Vanguard Group has abandoned plans this year to establish a fund management company in China .
About six months ago, the firm said it would apply for a license to set up a wholly owned fund management company, which had only become available for foreign money management firms in April. The license would allow Vanguard to manage money for China's fast-growing army of individual investors.
Instead, the Malvern, Pa.-based money manager said Tuesday it will focus on growing the joint venture it launched last year with technology giant Ant Group, helping Chinese individual investors construct investment portfolios tailored to their needs.
"We've observed a tremendous demand for advice as evidenced by incredibly strong adoption of the service," a spokeswoman said.
The joint venture, launched last April, reported 500,000 customers as of Dec. 31.
"We have taken the decision to focus our resources in China on growing the JV advisory service and pause our application for a (fund management company) license," Vanguard said in an emailed statement.
The decision is the latest twist in Vanguard's Asia-Pacific strategy over the past year.
Scott Conking, head of Vanguard Asia, in an October interview confirmed the company was walking away from tens of billions of dollars of institutional separate account mandates Vanguard had pursued over the previous eight years to obtain a toehold in the region.
Vanguard decided to bring its Asia-Pacific business in line with its global focus on individual investors and their advisers, Mr.

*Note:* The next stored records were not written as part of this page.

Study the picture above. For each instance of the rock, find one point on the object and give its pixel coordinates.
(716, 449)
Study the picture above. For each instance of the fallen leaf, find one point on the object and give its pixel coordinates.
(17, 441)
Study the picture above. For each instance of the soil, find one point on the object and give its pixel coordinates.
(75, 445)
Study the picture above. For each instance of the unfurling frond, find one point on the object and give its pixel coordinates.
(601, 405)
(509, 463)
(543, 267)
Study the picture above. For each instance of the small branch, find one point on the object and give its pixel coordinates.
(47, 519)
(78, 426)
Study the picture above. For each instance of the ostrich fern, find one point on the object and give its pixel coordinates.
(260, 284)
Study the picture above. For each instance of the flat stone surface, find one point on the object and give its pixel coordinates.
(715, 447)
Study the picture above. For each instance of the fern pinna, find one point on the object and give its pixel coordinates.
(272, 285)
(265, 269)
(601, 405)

Conking explained.
With the continued opening of China's market, the mainland's individual investor segment represented the firm's biggest opportunity to have a "positive impact on the way the world invests," he added at the time.
Less than six months later, the opportunities in China for a firm with a huge passive business sold directly to investors appears to be less compelling — at least for the near term. "Our decision recognizes that at this time, Vanguard can bring more value to more investors through the JV rather than by launching funds," the spokeswoman said.
The hurdles facing a Vanguard fund business now in China include "the large, existing field of mutual funds; greater demand for purchase of products through intermediaries than a direct channel; and strong investor preference for actively managed funds," she said.
Whether Vanguard will dust off its plan to seek a fund management company license over the mid-to-long term "is to be determined," the spokeswoman said.
For now, Dengpan Luo, the money management veteran Vanguard hired last year to oversee its planned fund management company business, will continue to head the firm's wholly foreign owned enterprise in Shanghai, the spokeswoman said.
The wholly foreign owned enterprise has a threefold mandate: to provide support for the firm's JV with Ant Group, to conduct policy research, and to continue to evaluate business opportunities and partnerships in China, she said.
Meanwhile, Vanguard's joint venture partner, Ant Group, is itself in the middle of a period of intense regulatory scrutiny that could ultimately result in changes to the contours of its business operations.